So, after spending many many hours in the last weeks, I have tried two different solutions: docker and LXC.
In both solutions I have installed Nextcloud, MariaDB and Apache.
I want to share my impressions for all those who come along here in search for a virtualization solution:
1. Docker
Docker seems to be an industry-standard for containers at the moment. It is used worldwide in professional software development. E.g. in my company there are dozens of SW-developers running a standardized build environment on their local machines. The focus is not on security, but to provide an isolated build environment with all dependencies inside the container and no dependencies to the rest of the machine. The benefit is that the builds of all those machines are exactly the same and reproducible. This prevents the “It works on my machine”-problem.
Since docker is used in the industry, the documentation and support is really amazing and up-to-date.
You do not need much more than the manuals on docker.com.
I followed the instructions on https://docs.docker.com/install/linux/docker-ce/debian/
If you really want to understand what you are doing then it will take you several hours to study the documentation. But if you just want to run through, then it does not take long.
To install Nextcloud I used a very convenient way: Just run docker and get the nextcloud image: https://hub.docker.com/_/nextcloud/
And, out of the box, the nextcloud webpage was available in my network.
Disadvantages:
The reason why I stopped this approach was:
If you stop the docker image and start it again, then all the data inside is lost. You have to configure bind mounts (or other mechanisms) to save the configurations and the MariaDB database outside of the container.

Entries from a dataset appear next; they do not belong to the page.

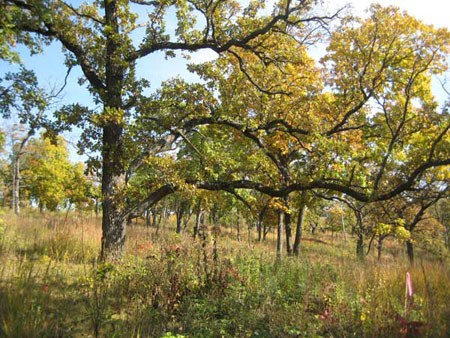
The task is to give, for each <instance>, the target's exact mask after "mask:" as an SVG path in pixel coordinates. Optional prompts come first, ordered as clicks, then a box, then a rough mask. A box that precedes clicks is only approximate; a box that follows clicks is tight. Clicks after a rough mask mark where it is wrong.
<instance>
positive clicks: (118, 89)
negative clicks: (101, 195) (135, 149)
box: [101, 0, 126, 260]
mask: <svg viewBox="0 0 450 338" xmlns="http://www.w3.org/2000/svg"><path fill="white" fill-rule="evenodd" d="M117 6H118V4H117V2H116V1H110V0H105V1H104V8H105V24H106V27H108V28H109V30H108V31H106V33H105V35H106V55H105V61H106V62H105V78H106V83H105V85H106V88H105V91H104V95H103V99H104V100H103V102H104V110H103V114H104V122H103V128H102V129H103V139H102V141H103V144H102V146H103V148H102V157H103V163H102V165H103V166H102V197H103V218H102V251H101V259H102V260H111V259H113V260H114V259H118V258H120V257H121V256H122V253H123V250H124V246H125V214H126V213H125V210H124V208H125V202H124V201H123V199H121V198H120V197H119V196H120V194H121V193H122V191H123V189H124V186H125V169H124V167H123V164H122V163H123V145H122V136H123V135H122V134H123V128H122V126H121V124H120V119H121V117H122V115H123V111H122V109H123V103H122V89H123V88H122V87H123V86H122V82H123V76H124V68H123V65H121V64H120V63H119V62H117V60H118V59H121V58H122V55H121V51H120V49H121V46H120V43H119V39H118V38H117V37H118V36H119V34H120V33H119V24H118V17H117V14H118V8H117Z"/></svg>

If you want to make changes to the system (e.g. updates or installing further programs) then you have to make those changes to the “image” of the container. And then start a new container from that image.
I didn´t like this, because it doesn´t feel like a virtual machine not at all.
2. LXC
LXC containers run like a full blown operating system (feels like a virtual machine) and you can log into it and configure and install what you want and everything stays there when you stop and start again the container.
One advantage for example is, that I could run a debian buster image on my debian stretch machine. This was necessary because nextcloud requires php >= 7.2 and that is not available in armbian stretch.
I followed the instructions on https://linuxcontainers.org/lxc/getting-started/ and https://linuxcontainers.org/lxc/articles/
For installation of nextcloud you can follow the instructions on: https://docs.nextcloud.com/server/18/admin_manual/installation/source_installation.html#
Disadvantages:
LXC is not an industry standard. Not everything works out of the box. It is not documented as good as docker.
I had some struggles with unprivileged containers running from an unprivileged user (for security reasons. If an attacker breaks out of the container he will be a nobody without privileges). But this makes things more complicated. For example starting the container at bootup automatically. I found a lot of different “solutions” in a lot of forums, but either they did not work (perhaps because they refer to other versions of LXC or OS) or were just ugly hacks. This is the reason why I have concerns to expose the server to the internet.
OK, perhaps my problem was that I am still running debian stretch with LXC 2.0. Perhaps everything will be fine when you run LXC 3.0 on debian Buster.
But, in the end it runs fine on my machine locally in my home network and I am happy in the moment.
My advice:
Use LXC > 3.0 on Debian Buster or greater. Perhaps everything will run fine out of the box. Do not expose the server to the internet if there are other services with sensitive data (e.g. NAS) on that machine. If you want to do that, then consider to run a separate hardware (without the sensitive data) instead of a container.